We conduct ablation studies to assess the implications of the decoder’s design. Keeping other configurations constant, we alter only the design of the decoder for comparison. We use the decoder from U-Net [6] as the baseline and compare scenarios where ConvNeXt and Transformer are used individually as well as in combination for constructing the decoder. The results, as indicated in Table 7, show that the model performs optimally when the decoder is solely composed of Transformer blocks. This can be attributed to the Transformer’s inherent ability to capture long-range dependencies and non-local self-similarity. The window-based multi-head self-attention mechanism of the Transformer allows it to relate and weigh features across different positions, which is crucial during the decoding process to understand and reconstruct complex structures and patterns in the images.

4.4.3. Self-Adaptive Multi-Scale Feature Fusion Attention (SMFFA)

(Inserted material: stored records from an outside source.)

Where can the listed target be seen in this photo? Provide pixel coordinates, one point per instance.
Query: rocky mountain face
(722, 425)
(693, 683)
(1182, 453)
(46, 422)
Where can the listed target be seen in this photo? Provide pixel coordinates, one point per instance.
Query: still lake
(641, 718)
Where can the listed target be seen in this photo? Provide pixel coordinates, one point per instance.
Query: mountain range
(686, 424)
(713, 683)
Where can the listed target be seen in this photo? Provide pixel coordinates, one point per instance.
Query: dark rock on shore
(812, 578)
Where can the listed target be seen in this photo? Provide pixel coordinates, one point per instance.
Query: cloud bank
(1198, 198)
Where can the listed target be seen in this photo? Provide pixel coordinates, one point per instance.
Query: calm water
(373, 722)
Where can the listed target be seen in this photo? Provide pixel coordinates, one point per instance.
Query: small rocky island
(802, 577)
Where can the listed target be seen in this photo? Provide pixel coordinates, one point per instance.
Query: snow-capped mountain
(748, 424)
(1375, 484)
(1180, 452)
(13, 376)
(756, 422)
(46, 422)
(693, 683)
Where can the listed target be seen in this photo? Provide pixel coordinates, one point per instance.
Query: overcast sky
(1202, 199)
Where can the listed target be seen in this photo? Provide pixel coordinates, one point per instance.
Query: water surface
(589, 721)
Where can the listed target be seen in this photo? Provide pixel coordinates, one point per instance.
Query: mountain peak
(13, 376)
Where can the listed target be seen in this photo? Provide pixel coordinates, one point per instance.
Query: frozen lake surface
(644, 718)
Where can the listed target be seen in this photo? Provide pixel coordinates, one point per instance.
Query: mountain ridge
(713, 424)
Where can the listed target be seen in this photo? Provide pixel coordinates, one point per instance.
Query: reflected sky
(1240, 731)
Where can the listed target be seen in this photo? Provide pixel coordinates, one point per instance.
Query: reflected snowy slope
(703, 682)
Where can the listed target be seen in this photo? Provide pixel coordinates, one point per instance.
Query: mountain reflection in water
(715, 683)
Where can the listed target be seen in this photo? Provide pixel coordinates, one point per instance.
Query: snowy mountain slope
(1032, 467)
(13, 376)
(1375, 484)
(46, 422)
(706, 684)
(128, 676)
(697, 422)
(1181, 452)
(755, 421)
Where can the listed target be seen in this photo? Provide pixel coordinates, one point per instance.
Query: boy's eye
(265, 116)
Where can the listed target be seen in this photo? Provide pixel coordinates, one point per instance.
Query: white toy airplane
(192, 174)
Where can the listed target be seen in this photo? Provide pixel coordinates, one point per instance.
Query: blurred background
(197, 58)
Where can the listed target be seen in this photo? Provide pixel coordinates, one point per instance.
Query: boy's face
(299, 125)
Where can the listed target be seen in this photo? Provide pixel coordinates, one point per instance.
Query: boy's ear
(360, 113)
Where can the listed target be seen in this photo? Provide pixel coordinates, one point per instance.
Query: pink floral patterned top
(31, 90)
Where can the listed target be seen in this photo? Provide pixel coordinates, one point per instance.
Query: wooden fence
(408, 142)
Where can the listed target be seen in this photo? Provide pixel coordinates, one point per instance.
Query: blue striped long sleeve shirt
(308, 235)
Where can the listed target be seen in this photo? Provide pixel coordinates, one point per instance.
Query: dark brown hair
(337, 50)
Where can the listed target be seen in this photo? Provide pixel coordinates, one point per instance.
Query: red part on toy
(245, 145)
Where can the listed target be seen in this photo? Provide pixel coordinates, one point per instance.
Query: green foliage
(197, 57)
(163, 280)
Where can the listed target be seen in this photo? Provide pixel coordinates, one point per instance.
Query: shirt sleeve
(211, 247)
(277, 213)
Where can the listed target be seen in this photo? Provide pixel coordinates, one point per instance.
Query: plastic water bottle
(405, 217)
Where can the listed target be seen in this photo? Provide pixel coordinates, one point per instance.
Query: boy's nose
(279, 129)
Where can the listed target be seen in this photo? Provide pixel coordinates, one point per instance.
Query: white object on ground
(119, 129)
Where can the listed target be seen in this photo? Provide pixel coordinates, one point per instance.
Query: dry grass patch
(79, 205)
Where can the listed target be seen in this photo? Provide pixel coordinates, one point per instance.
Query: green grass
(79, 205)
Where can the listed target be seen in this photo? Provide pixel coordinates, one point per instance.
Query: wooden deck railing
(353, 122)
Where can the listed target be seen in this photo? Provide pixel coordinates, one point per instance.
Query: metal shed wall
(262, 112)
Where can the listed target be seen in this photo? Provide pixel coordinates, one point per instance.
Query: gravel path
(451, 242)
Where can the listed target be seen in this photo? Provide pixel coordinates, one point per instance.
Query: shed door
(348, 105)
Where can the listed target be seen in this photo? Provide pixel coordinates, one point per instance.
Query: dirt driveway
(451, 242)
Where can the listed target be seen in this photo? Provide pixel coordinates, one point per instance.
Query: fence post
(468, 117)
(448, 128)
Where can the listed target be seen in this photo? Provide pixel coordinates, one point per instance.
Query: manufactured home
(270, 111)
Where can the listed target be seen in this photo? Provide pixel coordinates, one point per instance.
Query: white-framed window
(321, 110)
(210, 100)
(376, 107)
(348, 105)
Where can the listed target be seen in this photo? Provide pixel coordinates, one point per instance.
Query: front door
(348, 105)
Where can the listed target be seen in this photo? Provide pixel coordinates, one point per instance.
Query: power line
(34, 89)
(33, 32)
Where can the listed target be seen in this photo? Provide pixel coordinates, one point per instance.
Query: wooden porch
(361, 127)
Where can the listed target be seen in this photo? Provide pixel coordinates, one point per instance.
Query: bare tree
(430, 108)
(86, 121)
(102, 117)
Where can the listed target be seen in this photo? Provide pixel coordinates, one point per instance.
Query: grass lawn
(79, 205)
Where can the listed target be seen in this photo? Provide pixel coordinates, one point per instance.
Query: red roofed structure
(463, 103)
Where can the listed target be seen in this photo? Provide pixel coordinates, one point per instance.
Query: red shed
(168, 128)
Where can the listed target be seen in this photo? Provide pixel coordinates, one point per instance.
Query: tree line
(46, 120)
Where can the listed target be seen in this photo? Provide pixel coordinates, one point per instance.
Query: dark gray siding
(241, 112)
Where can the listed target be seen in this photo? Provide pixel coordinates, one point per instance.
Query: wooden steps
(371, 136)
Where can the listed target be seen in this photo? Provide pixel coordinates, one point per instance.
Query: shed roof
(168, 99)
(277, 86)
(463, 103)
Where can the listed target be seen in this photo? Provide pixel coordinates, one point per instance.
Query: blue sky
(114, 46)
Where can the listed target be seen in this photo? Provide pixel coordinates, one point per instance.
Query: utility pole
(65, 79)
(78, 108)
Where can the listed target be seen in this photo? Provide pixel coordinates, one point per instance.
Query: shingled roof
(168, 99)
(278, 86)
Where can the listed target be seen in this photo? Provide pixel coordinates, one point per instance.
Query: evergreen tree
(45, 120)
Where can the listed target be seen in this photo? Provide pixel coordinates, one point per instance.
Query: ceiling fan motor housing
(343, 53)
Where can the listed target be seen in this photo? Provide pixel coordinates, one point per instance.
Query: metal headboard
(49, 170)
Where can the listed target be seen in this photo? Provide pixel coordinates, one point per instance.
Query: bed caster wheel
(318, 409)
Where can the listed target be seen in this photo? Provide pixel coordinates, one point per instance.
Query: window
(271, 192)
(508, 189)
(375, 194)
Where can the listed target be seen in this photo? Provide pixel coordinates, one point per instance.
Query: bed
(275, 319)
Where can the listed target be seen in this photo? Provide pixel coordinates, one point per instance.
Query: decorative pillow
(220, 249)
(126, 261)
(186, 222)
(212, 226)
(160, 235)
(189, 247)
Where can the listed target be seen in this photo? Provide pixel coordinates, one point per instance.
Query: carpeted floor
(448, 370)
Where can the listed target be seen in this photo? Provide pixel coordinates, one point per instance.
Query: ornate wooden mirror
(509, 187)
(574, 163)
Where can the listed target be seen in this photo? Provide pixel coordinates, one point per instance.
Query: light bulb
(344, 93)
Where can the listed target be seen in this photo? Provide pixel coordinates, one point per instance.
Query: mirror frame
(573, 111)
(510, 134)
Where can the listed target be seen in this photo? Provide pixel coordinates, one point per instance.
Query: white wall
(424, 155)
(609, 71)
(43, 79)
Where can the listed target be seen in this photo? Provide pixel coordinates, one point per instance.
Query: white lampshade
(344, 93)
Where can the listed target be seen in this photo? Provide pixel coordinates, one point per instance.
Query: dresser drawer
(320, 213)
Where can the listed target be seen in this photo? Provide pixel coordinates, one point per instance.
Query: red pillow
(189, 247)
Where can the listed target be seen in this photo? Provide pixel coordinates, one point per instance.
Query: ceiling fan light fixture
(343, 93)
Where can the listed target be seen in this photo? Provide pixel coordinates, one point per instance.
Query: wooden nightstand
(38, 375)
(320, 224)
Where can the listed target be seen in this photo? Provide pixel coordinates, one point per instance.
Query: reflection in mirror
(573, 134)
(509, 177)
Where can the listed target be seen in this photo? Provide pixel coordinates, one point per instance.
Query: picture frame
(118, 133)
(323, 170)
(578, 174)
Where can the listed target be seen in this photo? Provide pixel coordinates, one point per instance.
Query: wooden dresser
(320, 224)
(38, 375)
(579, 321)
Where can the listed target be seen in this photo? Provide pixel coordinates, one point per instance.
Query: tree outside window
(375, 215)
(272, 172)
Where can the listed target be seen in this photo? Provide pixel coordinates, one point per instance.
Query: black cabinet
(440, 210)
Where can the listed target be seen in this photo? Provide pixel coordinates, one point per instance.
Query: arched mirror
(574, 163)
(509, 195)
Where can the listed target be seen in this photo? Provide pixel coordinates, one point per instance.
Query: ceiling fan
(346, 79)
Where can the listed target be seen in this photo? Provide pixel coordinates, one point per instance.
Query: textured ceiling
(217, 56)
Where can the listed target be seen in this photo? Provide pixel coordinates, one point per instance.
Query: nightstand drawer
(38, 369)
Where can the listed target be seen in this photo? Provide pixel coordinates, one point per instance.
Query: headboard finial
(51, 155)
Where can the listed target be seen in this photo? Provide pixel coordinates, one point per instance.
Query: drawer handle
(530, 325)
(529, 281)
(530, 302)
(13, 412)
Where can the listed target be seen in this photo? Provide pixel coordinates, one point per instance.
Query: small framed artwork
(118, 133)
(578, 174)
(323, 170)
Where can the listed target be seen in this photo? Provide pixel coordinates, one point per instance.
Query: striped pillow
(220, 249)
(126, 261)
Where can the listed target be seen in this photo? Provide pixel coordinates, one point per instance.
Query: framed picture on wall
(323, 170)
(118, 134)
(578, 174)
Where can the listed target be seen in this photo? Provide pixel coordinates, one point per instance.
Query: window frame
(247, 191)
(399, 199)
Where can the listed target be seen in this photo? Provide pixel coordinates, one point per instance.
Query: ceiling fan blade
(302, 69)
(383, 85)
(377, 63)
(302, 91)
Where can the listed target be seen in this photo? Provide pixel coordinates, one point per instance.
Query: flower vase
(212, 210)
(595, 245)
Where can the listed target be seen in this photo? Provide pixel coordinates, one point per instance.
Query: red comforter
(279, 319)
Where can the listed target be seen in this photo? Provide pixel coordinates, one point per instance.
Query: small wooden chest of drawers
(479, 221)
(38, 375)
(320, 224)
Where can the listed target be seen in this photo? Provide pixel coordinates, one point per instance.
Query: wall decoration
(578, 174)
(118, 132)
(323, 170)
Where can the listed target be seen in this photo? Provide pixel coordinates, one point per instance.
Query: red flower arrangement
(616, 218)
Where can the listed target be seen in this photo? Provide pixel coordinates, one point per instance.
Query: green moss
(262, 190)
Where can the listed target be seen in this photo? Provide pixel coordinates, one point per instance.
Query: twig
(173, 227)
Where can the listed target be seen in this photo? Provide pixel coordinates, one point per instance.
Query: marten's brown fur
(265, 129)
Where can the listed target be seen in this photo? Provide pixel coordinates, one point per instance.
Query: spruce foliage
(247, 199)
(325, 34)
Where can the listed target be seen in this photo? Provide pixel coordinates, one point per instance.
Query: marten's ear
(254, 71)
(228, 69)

We conducted an ablation study to compare our proposed SMFFA module with the conventional skip connections, the results of which are presented in Table 8. Traditional skip connections, as employed in methods like U-Net, concatenate the features from the encoder stage directly with the corresponding features from the decoder stage. The findings indicate that using SMFFA yields better performance than using conventional skip connections, thereby validating the effectiveness of the SMFFA module. This is attributed to the effective fusion of multi-scale, multi-stage, and multi-level features by concatenating the multi-scale features from the current encoder stage with those from adjacent encoder stages. This concatenated representation feature then undergoes an attention module to further self-adaptively augment the fused features. As a result, the enhanced skip connections provide the model with more effective global features and multi-scale contextual information.

5. Conclusions

In this paper, we propose a novel FNeXter network aimed at enhancing the accuracy of fluid segmentation. Within the FNeXter architecture, we incorporate a feature extraction module based on a hybrid of ConvNeXt and Transformer, complemented by the RASA and SMFFA modules. The Transformer is adept at modeling long-range dependencies and non-local similarities. In contrast, ConvNeXt retains the inductive bias intrinsic to CNNs and excels in extracting detailed information from localized regions; its large convolutional kernels further aid in capturing broader contextual insights. The RASA module incorporates prior knowledge about fluid locations, steering the model’s focus towards the central areas where lesions predominantly occur, thereby enhancing the model’s sensitivity to lesion-specific spatial features. The SMFFA module improves the model’s ability to learn global features and multi-scale contextual information by fusing and extracting multi-level, multi-scale features from adjacent encoder stages. With these integrative designs, we significantly bolster the accuracy and robustness of fluid segmentation in retinal OCT images. Our model achieves state-of-the-art segmentation results across three RETOUCH sub-datasets originating from distinct devices.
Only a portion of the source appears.